At the beginning of February the big six supplier said it expected to close three of the four units at the plant at the end of March – subject to a consultation with employees – because of “challenging economic and environmental conditions for coal”.
However, it has now said it has retained transmission entry capacity for the station of 1,445 MW for 2016/17 – equal to the capacity of the three units – enabling their continued participation in the energy market. SSE has also announced that a new one-year contract had been signed for one of the three units to provide “ancilliary services” to National Grid.
The fourth unit will join the supplemental balancing reserve (SBR) for the coming winter as expected. The signing of the contract was announced earlier this month by National Grid.

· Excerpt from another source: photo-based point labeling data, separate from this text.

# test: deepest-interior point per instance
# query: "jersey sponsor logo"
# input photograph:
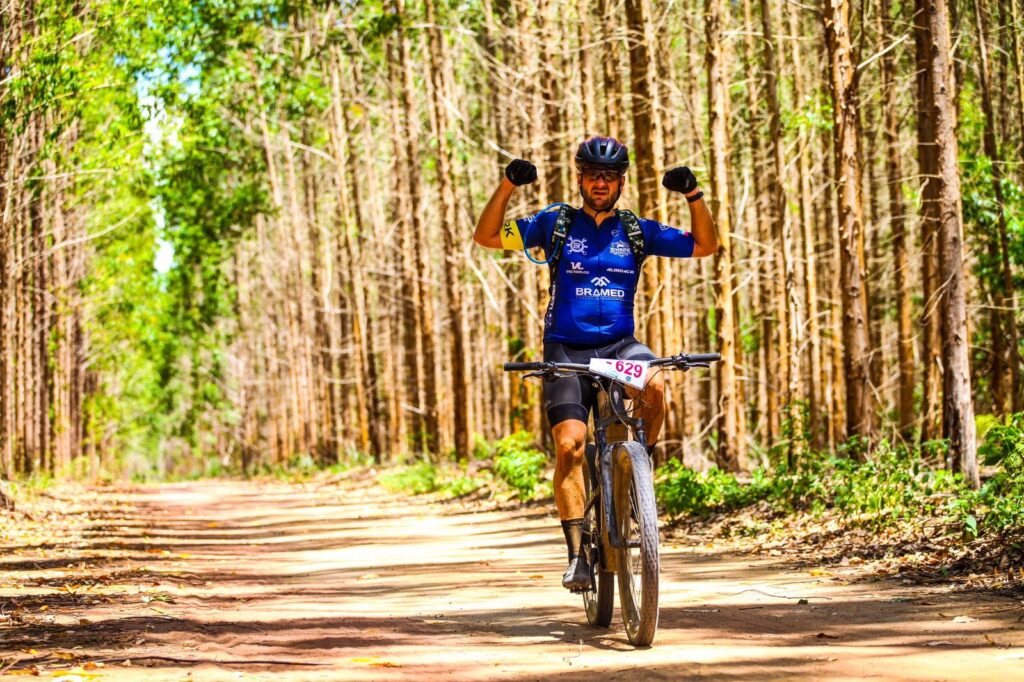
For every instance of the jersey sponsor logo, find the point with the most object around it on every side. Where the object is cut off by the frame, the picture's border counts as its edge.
(600, 290)
(577, 245)
(602, 293)
(510, 237)
(621, 249)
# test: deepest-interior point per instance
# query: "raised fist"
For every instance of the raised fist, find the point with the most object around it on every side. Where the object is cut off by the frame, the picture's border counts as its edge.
(680, 179)
(521, 172)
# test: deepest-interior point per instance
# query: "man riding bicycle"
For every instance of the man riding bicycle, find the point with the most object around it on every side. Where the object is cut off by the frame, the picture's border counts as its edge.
(595, 255)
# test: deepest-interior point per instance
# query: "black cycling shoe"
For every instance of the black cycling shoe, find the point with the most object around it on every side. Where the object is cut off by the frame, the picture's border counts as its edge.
(577, 577)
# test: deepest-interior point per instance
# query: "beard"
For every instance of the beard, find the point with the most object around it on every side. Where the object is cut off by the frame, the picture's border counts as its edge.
(603, 201)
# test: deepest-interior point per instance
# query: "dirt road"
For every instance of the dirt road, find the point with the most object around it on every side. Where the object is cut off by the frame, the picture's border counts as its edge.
(346, 582)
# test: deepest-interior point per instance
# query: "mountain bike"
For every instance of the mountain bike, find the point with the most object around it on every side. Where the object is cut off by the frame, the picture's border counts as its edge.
(620, 536)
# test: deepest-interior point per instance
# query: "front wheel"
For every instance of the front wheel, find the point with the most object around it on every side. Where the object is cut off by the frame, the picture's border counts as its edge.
(636, 514)
(599, 599)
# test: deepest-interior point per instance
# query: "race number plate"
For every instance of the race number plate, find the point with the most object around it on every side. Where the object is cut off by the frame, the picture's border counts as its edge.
(632, 373)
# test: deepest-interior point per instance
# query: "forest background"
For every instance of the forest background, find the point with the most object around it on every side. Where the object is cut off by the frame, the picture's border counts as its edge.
(238, 235)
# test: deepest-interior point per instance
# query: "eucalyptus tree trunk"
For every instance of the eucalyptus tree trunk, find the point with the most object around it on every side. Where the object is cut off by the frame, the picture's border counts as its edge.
(767, 421)
(613, 122)
(856, 352)
(420, 339)
(815, 376)
(585, 27)
(453, 242)
(645, 129)
(931, 351)
(732, 424)
(957, 409)
(1006, 376)
(784, 239)
(897, 213)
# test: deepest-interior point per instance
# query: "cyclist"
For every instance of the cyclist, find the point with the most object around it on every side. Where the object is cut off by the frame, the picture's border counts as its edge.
(595, 255)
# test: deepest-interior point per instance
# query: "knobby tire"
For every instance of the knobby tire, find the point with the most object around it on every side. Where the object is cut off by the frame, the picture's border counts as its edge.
(636, 513)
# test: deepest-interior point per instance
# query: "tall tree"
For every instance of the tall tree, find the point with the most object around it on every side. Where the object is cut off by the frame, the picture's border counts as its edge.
(856, 351)
(957, 408)
(732, 427)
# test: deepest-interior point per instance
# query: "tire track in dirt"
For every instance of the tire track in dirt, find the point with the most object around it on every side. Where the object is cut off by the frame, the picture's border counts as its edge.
(346, 582)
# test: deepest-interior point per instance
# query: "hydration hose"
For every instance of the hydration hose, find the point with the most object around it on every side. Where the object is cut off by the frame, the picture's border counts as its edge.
(526, 251)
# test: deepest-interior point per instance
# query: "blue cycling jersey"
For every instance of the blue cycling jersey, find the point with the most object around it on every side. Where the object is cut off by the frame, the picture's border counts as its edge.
(592, 297)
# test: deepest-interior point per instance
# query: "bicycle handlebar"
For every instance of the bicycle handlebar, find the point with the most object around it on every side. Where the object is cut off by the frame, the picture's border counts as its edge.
(682, 360)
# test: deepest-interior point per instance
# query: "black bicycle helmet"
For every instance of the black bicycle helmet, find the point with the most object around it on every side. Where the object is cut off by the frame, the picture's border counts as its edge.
(602, 153)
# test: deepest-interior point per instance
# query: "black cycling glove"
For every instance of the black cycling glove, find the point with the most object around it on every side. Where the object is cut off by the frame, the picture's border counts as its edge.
(520, 172)
(680, 179)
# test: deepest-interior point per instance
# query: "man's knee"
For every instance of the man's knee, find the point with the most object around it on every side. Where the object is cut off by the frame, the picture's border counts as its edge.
(570, 437)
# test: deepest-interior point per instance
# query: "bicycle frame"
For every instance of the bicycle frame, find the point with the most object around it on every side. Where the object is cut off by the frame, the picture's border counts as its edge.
(615, 400)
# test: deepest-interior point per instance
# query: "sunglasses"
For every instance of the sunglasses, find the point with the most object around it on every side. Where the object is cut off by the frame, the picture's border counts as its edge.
(606, 175)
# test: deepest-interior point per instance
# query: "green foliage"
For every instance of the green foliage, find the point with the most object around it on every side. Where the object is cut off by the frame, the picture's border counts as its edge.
(893, 484)
(418, 478)
(999, 503)
(518, 463)
(682, 491)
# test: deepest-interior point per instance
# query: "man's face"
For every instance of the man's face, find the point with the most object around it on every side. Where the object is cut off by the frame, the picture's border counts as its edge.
(600, 188)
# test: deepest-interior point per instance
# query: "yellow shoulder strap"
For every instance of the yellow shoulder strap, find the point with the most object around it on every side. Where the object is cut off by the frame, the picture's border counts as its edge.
(511, 239)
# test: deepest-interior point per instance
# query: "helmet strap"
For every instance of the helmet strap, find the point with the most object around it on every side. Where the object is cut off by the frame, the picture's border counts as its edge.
(610, 209)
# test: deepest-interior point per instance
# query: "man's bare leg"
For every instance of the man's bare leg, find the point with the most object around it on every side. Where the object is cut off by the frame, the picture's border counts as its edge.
(570, 439)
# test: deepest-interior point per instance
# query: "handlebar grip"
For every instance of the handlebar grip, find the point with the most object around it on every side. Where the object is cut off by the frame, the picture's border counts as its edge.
(522, 367)
(705, 357)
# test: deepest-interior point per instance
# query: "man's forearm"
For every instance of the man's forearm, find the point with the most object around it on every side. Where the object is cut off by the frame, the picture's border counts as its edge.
(489, 224)
(702, 228)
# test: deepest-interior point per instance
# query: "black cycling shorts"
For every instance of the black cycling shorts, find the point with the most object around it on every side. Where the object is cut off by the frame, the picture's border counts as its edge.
(573, 397)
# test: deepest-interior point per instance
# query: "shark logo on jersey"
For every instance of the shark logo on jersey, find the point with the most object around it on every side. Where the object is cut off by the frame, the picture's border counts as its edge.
(577, 245)
(621, 249)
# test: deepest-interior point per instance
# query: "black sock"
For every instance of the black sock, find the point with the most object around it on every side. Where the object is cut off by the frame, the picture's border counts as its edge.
(573, 536)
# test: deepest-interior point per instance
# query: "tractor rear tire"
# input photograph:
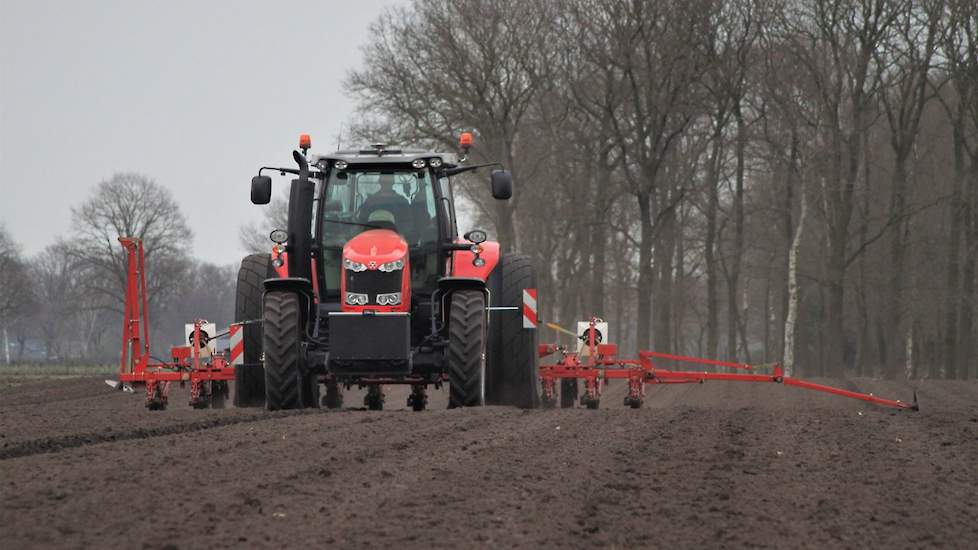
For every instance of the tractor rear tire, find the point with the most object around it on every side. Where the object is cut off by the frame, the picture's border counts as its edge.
(249, 380)
(467, 349)
(568, 393)
(512, 354)
(286, 381)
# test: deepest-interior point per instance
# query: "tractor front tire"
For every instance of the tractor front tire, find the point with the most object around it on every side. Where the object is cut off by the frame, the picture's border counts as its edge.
(249, 380)
(467, 349)
(286, 381)
(512, 354)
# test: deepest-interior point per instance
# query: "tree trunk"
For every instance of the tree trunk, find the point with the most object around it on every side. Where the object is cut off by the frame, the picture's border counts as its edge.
(733, 275)
(709, 249)
(894, 301)
(951, 292)
(646, 277)
(790, 323)
(968, 306)
(789, 232)
(664, 251)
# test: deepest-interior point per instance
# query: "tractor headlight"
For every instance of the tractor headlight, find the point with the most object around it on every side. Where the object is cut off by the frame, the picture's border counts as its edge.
(391, 299)
(354, 299)
(392, 266)
(354, 266)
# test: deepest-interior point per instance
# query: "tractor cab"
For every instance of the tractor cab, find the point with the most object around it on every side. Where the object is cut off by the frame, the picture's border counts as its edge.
(372, 265)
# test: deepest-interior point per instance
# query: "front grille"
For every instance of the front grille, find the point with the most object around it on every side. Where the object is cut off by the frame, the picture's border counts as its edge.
(373, 283)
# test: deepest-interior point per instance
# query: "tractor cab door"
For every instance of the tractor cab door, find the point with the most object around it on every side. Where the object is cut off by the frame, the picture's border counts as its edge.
(357, 200)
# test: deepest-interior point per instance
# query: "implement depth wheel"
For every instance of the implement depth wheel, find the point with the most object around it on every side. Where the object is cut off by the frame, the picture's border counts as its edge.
(466, 349)
(568, 393)
(334, 396)
(219, 394)
(287, 384)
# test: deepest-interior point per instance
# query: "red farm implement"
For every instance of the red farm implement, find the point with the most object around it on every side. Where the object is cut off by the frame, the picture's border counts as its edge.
(595, 362)
(207, 370)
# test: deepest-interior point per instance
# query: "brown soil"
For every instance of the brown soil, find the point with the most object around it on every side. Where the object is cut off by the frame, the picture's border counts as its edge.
(714, 465)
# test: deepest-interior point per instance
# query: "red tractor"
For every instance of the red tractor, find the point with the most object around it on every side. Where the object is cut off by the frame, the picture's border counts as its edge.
(371, 285)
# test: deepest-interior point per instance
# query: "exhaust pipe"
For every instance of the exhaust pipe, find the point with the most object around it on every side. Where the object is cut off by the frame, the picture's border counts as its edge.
(300, 221)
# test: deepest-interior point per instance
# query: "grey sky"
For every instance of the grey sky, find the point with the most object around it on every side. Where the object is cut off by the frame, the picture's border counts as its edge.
(196, 95)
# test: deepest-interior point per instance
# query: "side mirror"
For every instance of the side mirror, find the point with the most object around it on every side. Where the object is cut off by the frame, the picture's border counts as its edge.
(261, 189)
(502, 184)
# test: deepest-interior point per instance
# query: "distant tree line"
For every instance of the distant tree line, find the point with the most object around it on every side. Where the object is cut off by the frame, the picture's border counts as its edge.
(65, 303)
(716, 177)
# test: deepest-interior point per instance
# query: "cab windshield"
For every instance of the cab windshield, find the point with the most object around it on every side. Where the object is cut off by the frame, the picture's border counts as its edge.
(402, 200)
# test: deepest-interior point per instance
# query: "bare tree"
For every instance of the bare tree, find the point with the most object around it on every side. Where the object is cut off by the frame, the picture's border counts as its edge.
(130, 205)
(651, 56)
(15, 282)
(905, 59)
(442, 66)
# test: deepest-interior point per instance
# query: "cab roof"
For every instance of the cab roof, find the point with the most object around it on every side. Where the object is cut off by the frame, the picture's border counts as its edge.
(380, 155)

SSE managing director of wholesale Martin Pibworth said: “The longer term future of the site remains uncertain but we are very pleased to have secured this 12 month contract. We will continue our consultation with employees as we complete our review of the operational requirements of the station.” SSE currently employs 213 people at the site.
Earlier this month the government announced plans to end the SBR a year early – bringing forward the start of the capacity mechanism to the winter of 2017/18 and holding an extra year-ahead auction this winter. SSE said it plans to enter all or part of the plant into this auction.
The supplier secured contracts for three of the four units for the winter of 2018/19 in the first capacity auction in 2014. It said previously it would incur penalties of £33 million if it did press ahead with the closure of three units this March. SSE declined to comment on what is happening with these contracts.
Policy analyst at environmental campaign group Sandbag Dave Jones told Utility Week: “I think it would be fair to speculate that there’s been a complete u-turn by Fiddler’s Ferry and they’re now going to be open as long as 2019. That’s what this sounds like to me.
“I think probably one of their reasons for staying open is they’re expecting a higher price in this December’s auction for the winter of 2020/21. It may be that they end up going in to that as well.”
Earlier this week former chief executive of RWE npower Paul Massara said the government will be forced to come up with another mechanism to get new gas power stations built as the capacity market “isn’t working”.